Hong Kong authorities stepped up their war against Financial Times editor Victor Mallet on Thursday by refusing to allow him to enter the city as a visitor.
Mallet was expelled from Hong Kong in early October when the government denied his work visa renewal application, a move criticized worldwide as a stunning violation of press freedom. Mallet’s rejection was the latest in a string of incidents that have profoundly alarmed free speech and human rights advocates.
Mallet “attempted to enter Hong Kong on Thursday as a visitor but was turned away at the border after several hours of questioning by immigration officers,” according to a statement from the Financial Times.
According to the statement, Mallet wished to return to Hong Kong to “finalize some personal matters after having to relocate overseas at short notice in October.”
Mallet was refused entry by the authorities without explanation. Hong Kong security officials simply insisted he was kept out for reasons that have “nothing to do with freedom of expression and freedom of the press.”
The government has provided no formal explanation for the refusal to renew his work visa, although many widely suspect it to be retaliation for a speech he hosted at the Hong Kong Foreign Correspondents’ Club by independence activist Andy Chan, leader of the now-banned Hong Kong National Party.
“The rejection came on the same day that two Hong Kong talks by a London-based Chinese author were canceled, a move that critics argued was a further step in a trend of increasing restrictions on free speech in the territory,” FT added.
The author in question, Ma Jian, wrote a novel called China Dream that satirizes Chinese Communist Party leader Xi Jinping’s nationalist agenda.
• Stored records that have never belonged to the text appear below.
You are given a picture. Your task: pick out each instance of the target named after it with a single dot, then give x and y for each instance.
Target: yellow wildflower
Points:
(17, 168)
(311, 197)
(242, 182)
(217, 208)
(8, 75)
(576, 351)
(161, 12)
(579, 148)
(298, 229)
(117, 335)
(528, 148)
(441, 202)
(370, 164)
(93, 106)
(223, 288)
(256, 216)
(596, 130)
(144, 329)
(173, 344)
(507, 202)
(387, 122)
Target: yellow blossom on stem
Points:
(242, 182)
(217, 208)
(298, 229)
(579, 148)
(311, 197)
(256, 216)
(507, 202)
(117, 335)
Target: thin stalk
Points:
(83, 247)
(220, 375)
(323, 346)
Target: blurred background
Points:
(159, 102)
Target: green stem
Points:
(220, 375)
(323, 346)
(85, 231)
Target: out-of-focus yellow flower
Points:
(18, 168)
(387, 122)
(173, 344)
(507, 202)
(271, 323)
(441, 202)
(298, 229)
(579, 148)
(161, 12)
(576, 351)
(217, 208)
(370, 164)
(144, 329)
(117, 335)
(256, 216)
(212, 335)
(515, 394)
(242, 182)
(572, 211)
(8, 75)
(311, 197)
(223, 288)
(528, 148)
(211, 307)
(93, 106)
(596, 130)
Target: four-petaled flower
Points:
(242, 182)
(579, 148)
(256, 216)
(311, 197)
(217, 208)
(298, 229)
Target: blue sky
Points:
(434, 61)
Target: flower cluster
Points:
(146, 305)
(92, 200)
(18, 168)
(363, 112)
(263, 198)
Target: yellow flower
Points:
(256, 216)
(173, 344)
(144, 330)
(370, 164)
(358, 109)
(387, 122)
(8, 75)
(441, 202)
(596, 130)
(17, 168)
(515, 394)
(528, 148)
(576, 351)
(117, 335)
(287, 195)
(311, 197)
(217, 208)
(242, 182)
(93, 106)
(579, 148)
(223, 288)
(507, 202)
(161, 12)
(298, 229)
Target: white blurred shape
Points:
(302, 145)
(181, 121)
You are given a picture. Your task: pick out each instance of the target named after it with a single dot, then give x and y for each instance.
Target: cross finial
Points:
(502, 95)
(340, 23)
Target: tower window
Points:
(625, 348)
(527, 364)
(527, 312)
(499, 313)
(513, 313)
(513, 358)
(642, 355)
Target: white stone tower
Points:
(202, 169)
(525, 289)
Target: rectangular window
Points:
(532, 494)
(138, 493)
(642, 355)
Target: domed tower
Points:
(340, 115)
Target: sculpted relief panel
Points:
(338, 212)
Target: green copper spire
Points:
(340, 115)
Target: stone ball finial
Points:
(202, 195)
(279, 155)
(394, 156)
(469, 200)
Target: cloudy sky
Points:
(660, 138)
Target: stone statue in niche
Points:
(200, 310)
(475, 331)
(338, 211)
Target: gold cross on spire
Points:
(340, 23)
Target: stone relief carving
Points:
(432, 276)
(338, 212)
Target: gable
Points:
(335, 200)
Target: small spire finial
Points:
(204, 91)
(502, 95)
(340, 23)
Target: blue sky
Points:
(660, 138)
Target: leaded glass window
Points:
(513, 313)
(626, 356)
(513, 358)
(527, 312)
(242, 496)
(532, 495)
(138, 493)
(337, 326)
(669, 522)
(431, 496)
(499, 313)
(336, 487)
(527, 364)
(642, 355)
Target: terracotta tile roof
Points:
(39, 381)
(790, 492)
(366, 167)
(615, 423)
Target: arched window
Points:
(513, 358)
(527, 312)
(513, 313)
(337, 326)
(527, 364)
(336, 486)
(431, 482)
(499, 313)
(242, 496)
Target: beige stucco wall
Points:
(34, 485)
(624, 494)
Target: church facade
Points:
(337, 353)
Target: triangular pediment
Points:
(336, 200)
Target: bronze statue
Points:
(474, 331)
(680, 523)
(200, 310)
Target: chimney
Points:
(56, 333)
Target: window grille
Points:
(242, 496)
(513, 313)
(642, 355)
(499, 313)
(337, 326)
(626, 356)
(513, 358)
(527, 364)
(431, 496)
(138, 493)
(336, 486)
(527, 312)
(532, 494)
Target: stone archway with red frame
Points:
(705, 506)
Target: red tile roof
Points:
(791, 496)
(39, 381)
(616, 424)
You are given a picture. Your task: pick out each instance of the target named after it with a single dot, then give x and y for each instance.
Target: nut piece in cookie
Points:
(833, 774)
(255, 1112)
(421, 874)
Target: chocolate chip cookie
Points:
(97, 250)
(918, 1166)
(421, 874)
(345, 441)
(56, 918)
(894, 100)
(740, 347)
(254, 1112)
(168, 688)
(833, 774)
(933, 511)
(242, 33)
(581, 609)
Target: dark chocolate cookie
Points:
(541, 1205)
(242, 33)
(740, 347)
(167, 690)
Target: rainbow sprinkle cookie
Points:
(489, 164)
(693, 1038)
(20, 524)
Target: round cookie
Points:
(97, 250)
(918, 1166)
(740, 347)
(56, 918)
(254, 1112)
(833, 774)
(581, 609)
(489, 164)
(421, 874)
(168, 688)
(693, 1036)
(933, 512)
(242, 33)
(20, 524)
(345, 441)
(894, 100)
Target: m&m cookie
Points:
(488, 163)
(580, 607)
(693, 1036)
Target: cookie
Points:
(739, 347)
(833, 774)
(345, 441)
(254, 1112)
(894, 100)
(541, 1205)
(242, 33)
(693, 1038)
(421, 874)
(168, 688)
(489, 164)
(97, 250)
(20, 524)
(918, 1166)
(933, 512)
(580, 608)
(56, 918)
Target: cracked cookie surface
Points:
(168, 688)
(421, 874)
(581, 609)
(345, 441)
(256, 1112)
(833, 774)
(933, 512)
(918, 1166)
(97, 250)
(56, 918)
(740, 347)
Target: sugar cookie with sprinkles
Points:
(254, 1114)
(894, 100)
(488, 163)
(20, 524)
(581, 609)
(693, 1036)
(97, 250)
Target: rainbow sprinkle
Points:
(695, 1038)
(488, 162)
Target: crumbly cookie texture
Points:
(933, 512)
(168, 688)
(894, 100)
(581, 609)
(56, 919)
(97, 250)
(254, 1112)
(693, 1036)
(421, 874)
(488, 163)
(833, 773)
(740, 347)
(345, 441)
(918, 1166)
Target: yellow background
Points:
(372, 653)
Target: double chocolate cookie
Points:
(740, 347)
Ma found no Hong Kong publisher willing to handle his novel, but it will be published in Taiwan in 2019. Hong Kong publishers who print books critical of Chinese Communist leadership have been known to vanish and reappear in mainland Chinese prisons.
The venue hosting the Hong Kong International Literary Festival canceled his appearances because it did not wish to “become a platform to promote the political interests of any individual.”
After a second venue canceled backup plans to host Ma, the original site of the Hong Kong International Literary Festival changed its mind on Friday and agreed to let him appear.
“Mr. Ma has made public statements which clarify that his appearances in Hong Kong are as a novelist and that he has no intention to use Tai Kwun as a platform to promote his personal political interests,” said Timothy Calnin, director of the recently opened Tai Kwun arts complex.
Ma said he was worried he would be banned from entering the city after Victor Mallet was denied entry, even though Ma is a legal permanent resident dating back to before the U.K. handed Hong Kong over to China in 1997. He reported on Friday that he was able to enter the city without incident.
“The talk must go on. Even if only one Hong Konger wants to attend. Even if only one reader wants to talk to me,” Ma vowed, denouncing the original decision to cancel his talks as “terrifying.”
The Hong Kong Journalists Association and several other media groups agreed with Ma’s grim assessment, contributing a joint editorial to the Hong Kong Free Press on Friday that declared it a “dark week for freedom of expression.”
In addition to Mallet and Ma, the editorial cited the case of Australia-based Chinese political cartoonist known as Badiucao, whose Free Expression Week exhibition was canceled on November 2 due to “threats made by the Chinese authorities relating to the artist.” Human-rights advocates said they were shocked by the brute-force cancellation of Badiucao’s show.
The authors and cosigners of the editorial warned Hong Kong’s days as “the world’s number one free economy” are coming to an end:
Authorities have been expanding the no-go areas of what may be said. While the pledge of One Country Two Systems may still exist on paper and there is no legal basis for these “red lines”; a journalist, writers and a cartoonist have been unreasonably thwarted. If people can no longer speak their mind, what place is there for press freedom? If voices critical of Beijing’s policies cannot be tolerated today, who is to say when a report forecasting a devaluation of Renminbi will be disappeared?
We urge all Hong Kong residents to show concern and vigilance and call upon the central and Hong Kong governments to cherish Hong Kong’s open and diverse space for free speech, thereby protecting the special economic status that derives from it.
“I think we are witnessing the dying of Hong Kong,” Badiucao, who finds it necessary to keep his true identity secret, mournfully declared in an interview last week.
“I really admire artists and dissidents who are brave enough to do it openly. I see myself as a coward,” he said humbly. “But I try to explain to myself that I’m just an ordinary guy, I’m not as brave as a hero. And an ordinary guy also deserves a voice.”